Basics#

The core of the library is the function bstruct.derive:

bstruct.derive(value_type: type[T]) -> bstruct.Encoding[T]

It takes a type and tries to derive a binary encoding. The encoding can then be used to translate between an instance of T and the binary representation.

The native Python types usually do not provide enough information to derive the binary encoding. The only exception is the bool type. For example, an int could be encoded as a 32-bit signed integer or a 64-bit unsigned integer. To add the missing information, the native types in Python can be Annotated with metadata.

from typing import Annotated

import bstruct


u8 = Annotated[int, bstruct.Encodings.u8]

IntEncoding = bstruct.derive(u8)

print(IntEncoding.encode(1))
b'\x01'

By annotating a type with an encoding, bstruct.derive has all the necessary information to derive the correct binary format. In addition, the annotations are transparent during runtime and for type checkers. Please notice that in practice you could use bstruct.Encodings.u8 directly, as this is identical to the created IntEncoding in this simple example.

To support more complex data types, the library can automatically derive the encoding for a dataclass, as long as every attribute contains enough metadata for bstruct.derive. For convenience, there exist predefined constants for the most common types.

from typing import Annotated
from dataclasses import dataclass

import bstruct


@dataclass
class Data:
    b: bool

    u8: bstruct.u8  # Annotated[int, bstruct.Encodings.u8]
    u16: bstruct.u16
    u32: bstruct.u32
    u64: bstruct.u64
    u128: bstruct.u128
    u256: bstruct.u256

    i8: bstruct.i8
    i16: bstruct.i16
    i32: bstruct.i32
    i64: bstruct.i64
    i128: bstruct.i128
    i256: bstruct.i256

    f16: bstruct.f16
    f32: bstruct.f32
    f64: bstruct.f64

    i80f48: bstruct.I80F48

    raw: Annotated[bytes, bstruct.Bytes(size=8)]
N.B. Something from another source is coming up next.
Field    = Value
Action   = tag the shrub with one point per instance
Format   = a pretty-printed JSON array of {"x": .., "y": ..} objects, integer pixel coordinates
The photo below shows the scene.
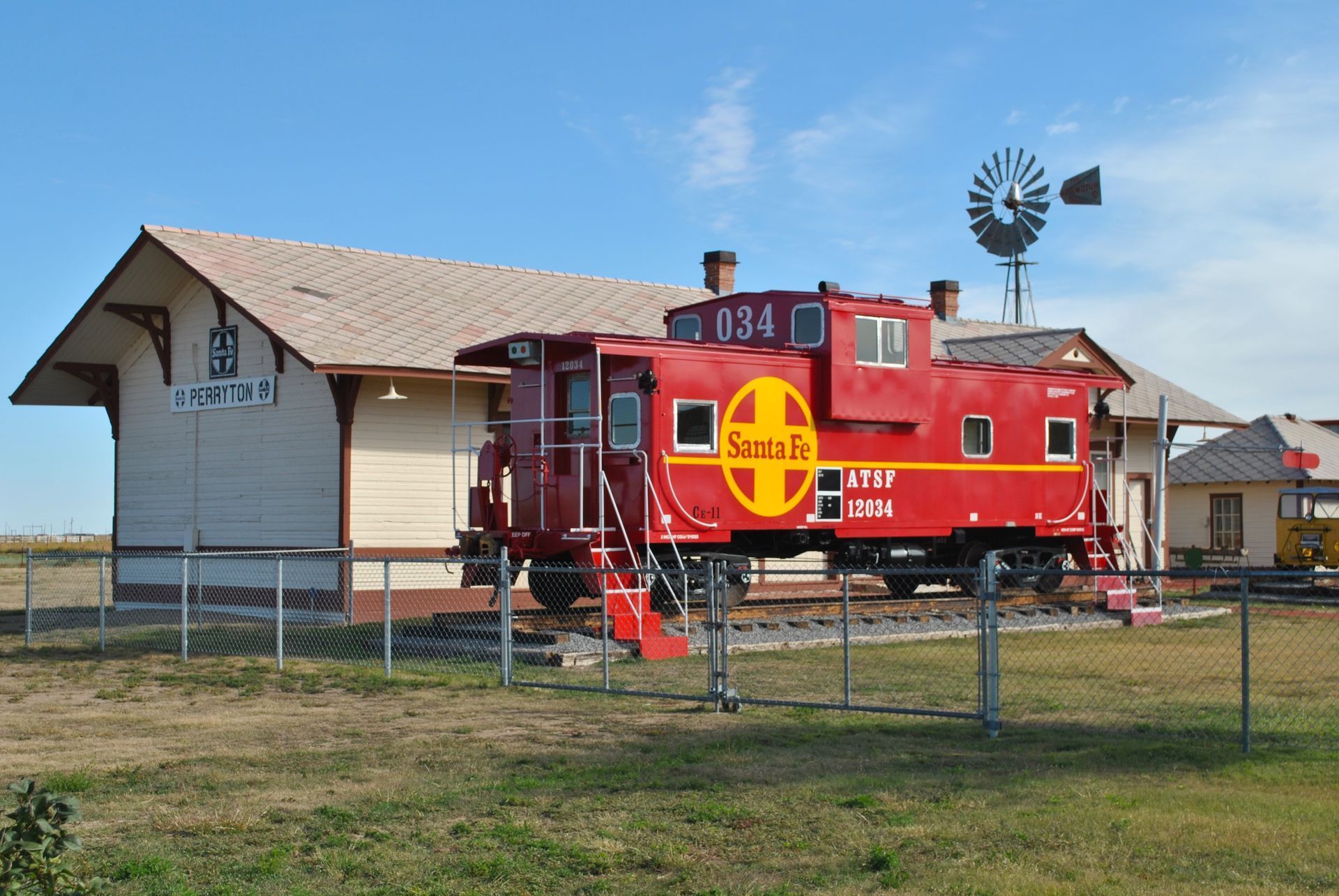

DataEncoding = bstruct.derive(Data)

Strings#

It is possible to work directly with utf-8 encoded strings. This works similar to extracting the raw value using bytes. However, any trailing \0 bytes are removed when decoding a string value. During encoding, the value is filled with \0 bytes or truncated to exactly match the specified length.

from typing import Annotated
from dataclasses import dataclass

import bstruct


@dataclass
class Data:
    text: Annotated[str, bstruct.String(size=8)]


DataEncoding = bstruct.derive(Data)

IntEnum#

Custom IntEnum classes can be used the same way as ints.

from enum import IntEnum
from dataclasses import dataclass
from typing import Annotated

import bstruct


class Type(IntEnum):
    A = 1
    B = 2


@dataclass
class Data:
    type: Annotated[Type, bstruct.Encodings.u8]


DataEncoding = bstruct.derive(Data)

Nested Classes#

from dataclasses import dataclass

import bstruct


@dataclass
class Inner:
    value: bstruct.u32


@dataclass
class Outer:
    value: Inner


OuterEncoding = bstruct.derive(Outer)

Arrays#

Fixed sized arrays can be translated from/into Python lists.

from typing import Annotated
from dataclasses import dataclass

import bstruct


Data = Annotated[list[bstruct.u8], bstruct.Array(10)]

DataEncoding = bstruct.derive(Data)